Una delle prime cose che si sono notate del terrorismo di matrice islamica operante nei conflitti in Siria e in Iraq è che, in tutte le occasioni in cui si è trovato in difficoltà o comunque costretto ad arretrare a causa dell’azione delle forze governative, ha prontamente sostituito l’iniziativa militare con quella terroristica. In un certo senso, a causa delle sconfitte patite, esso prontamente regrediva dalla sua recentemente conquistata posizione di “organizzazione divenuta Stato” a quella precedente di “organizzazione clandestina e terroristica”. Gli esempi si sprecano e contarli tutti non avrebbe del resto neppure troppo senso. Basti solo sapere che, impossibilitato dal poter continuare il suo progetto di trasformarsi e consolidarsi in forma statale, incapace anche solo in quella forma di reagire in modo credibile e soprattutto sufficiente a preservare quello status, la sua unica opzione a quel punto è stata solo quella di ripiegare sul terrorismo individuale.

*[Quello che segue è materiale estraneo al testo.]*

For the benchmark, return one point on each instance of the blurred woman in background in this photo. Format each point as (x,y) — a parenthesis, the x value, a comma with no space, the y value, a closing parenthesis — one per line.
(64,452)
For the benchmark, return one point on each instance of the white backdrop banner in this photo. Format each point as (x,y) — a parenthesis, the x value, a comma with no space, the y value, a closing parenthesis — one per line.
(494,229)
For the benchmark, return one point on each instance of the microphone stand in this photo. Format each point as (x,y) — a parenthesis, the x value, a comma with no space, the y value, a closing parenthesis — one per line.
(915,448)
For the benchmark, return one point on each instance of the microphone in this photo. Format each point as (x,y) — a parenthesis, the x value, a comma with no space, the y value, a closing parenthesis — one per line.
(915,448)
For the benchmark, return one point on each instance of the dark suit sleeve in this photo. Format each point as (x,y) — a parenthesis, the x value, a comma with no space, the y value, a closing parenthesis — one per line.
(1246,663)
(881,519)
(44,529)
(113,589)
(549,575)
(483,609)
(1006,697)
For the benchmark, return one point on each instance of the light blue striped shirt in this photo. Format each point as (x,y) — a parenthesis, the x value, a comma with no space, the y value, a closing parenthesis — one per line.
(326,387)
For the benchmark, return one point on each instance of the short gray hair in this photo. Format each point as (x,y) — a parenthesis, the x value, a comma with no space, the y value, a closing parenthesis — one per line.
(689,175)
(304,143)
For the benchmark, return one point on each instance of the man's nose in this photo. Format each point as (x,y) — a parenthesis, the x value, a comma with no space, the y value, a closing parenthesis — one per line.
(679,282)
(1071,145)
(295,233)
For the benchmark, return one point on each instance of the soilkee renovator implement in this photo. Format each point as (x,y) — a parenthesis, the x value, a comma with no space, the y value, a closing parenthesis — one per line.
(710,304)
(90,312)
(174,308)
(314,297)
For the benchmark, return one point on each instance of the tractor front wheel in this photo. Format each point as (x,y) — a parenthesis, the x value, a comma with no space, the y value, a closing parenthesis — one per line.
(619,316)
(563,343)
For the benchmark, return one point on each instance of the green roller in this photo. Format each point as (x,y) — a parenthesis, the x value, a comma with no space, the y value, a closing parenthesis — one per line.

Un’ulteriore conferma l’abbiamo avuta con l’ultimo attentato avvenuto in Iraq, costato la vita ad 80 pellegrini in massima parte iraniani, avvenuto proprio nel momento in cui le forze irachene di concerto con tutto il resto della coalizione stanno portando a termine la riconquista e la pulizia di Mosul. Un autocarro imbottito di esplosivo si è lanciato contro una stazione di servizio nei pressi della città di Hilla, nel distretto di Shomali, a circa 120 chilometri dalla capitale Baghdad. La TV satellitare al Arabiya successivamente ha ripreso e trasmesso su larga scala il comunicato con cui l’ISIS rivendicava l’azione terroristica.

I fedeli ritornavano dalla rituale commemorazione dell’Arbaeen, la fine dei 40 giorni di lutto per la morte dell’Imam Hussein, nipote di Maometto morto nel 680 d. C. nella battaglia di Kerbala. Questa città, che si trova in territorio iracheno e che costituisce uno dei principali santuari dell’Islam sciita, lo scorso lunedì aveva attratto tra i 17 e i 20 milioni di pellegrini. “Almeno sette autobus con pellegrini erano all’interno della stazione di benzina al momento dell’esplosione”, ha riferito a France Presse un tenente colonnello della polizia irachena, che ha poi aggiunto: “Quei bus erano pieni di iraniani, iracheni e cittadini del Bahrain”, vale a dire di quei tre paesi che nel Golfo vantano l’assoluta maggioranza di musulmani sciiti, ritenuti nemici mortali e come tali meritevoli di morte da parte dell’ISIS.

Questa strage dimostra come l’ISIS si trovi sempre più in difficoltà e costretta pertanto a ricorrere allo strumento del terrore e della paura per continuare ad alimentare intorno a sé un’immagine temibile ed invincibile. Ma è proprio il fatto che debba ricorrere a strumenti come il terrorismo, mettendo da parte le tattiche militari più confacenti ad una vera realtà statale (l’azione russa, siriana ed irachena sta di fatto dissolvendo lo Stato Islamico o Califfato che dir si voglia), a denunciare il suo auspicabile e desiderato declino.